Zamanı ve uygulanış şeklindeki doğruluğu yanlışlığı bir yana Sarıkamış saldırısıyla Süveyş Kanalı Savaşı bu sebeple yapılmıştı. Sarıkamış gerçi bizim için askeri bir felaket oldu. Fakat Rus Ordusu da epeyce hırpalanmış ve taarruz gücü bir süreliğine kırılmıştı. Bu harekât en çok Almanya'nın işine yaramıştı. Çünkü neredeyse başarılı olacak ve Rus ordusunun arkasını kesecek olan bu harekât Rusya'yı telaşa düşürmüştü. Rusya, gerek Kafkas cephesinden dikkatimizi başka tarafa çekmek ve gerek Boğazların açılarak kendi müttefikleriyle hızlı ve güvenilir bir irtibat sağlamak amacıyla Fransa ve İngiltere'ye müracaat etmiş ve Boğazlara karşı bir saldırı yapmalarını talep etmişti.

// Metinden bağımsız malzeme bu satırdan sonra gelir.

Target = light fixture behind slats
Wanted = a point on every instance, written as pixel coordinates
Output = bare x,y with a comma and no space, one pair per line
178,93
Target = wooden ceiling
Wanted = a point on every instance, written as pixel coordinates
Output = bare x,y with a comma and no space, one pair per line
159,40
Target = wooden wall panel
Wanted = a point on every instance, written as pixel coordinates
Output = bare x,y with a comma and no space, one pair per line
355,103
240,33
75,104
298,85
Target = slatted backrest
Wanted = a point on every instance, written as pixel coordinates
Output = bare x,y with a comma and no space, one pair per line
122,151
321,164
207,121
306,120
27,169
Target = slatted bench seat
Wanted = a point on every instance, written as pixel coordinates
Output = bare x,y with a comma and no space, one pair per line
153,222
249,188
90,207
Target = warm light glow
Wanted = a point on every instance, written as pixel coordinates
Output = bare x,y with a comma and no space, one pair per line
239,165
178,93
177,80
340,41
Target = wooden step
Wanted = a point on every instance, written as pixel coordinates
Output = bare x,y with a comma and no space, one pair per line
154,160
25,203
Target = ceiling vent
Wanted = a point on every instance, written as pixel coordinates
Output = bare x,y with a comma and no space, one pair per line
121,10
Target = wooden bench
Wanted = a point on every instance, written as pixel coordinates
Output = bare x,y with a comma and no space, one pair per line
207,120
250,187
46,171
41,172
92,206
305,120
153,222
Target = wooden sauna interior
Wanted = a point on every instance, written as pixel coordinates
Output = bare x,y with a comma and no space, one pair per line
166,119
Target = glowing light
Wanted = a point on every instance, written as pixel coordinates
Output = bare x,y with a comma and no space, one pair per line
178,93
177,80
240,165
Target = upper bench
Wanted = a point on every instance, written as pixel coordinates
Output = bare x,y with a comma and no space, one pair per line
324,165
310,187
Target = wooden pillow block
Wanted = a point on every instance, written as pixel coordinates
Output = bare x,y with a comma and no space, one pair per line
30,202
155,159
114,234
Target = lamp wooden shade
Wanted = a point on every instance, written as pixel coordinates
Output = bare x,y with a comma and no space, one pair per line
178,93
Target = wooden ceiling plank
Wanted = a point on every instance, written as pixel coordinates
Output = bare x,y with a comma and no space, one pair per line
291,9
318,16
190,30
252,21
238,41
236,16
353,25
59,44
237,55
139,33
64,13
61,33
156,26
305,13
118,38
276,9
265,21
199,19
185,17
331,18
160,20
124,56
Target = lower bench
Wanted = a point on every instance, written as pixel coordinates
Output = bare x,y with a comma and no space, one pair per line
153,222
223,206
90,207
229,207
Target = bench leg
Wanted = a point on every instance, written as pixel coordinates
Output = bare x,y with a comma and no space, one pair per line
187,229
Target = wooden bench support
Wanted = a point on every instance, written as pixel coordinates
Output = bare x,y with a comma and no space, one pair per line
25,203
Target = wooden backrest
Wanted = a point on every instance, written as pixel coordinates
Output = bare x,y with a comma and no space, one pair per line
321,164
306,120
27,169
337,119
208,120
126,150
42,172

Süveyş Kanalı Savaşı sebebiyle İngiltere de aynı durumdaydı. Hindistan yolunun can damarı olan ve İngiltere için hayati öneme sahip bulunan Kanal'ın Osmanlı ordusu tarafından tehdit edilmesi İngiltere'yi endişelendiriyordu. Bunun için Osmanlı Devleti'nin dikkatini başka tarafa çekmek için onun da gerekçesi aynıydı. Bunun için en uygun yer de İstanbul'un kapısı mesabesinde bulunan Çanakkale Boğazı'ydı.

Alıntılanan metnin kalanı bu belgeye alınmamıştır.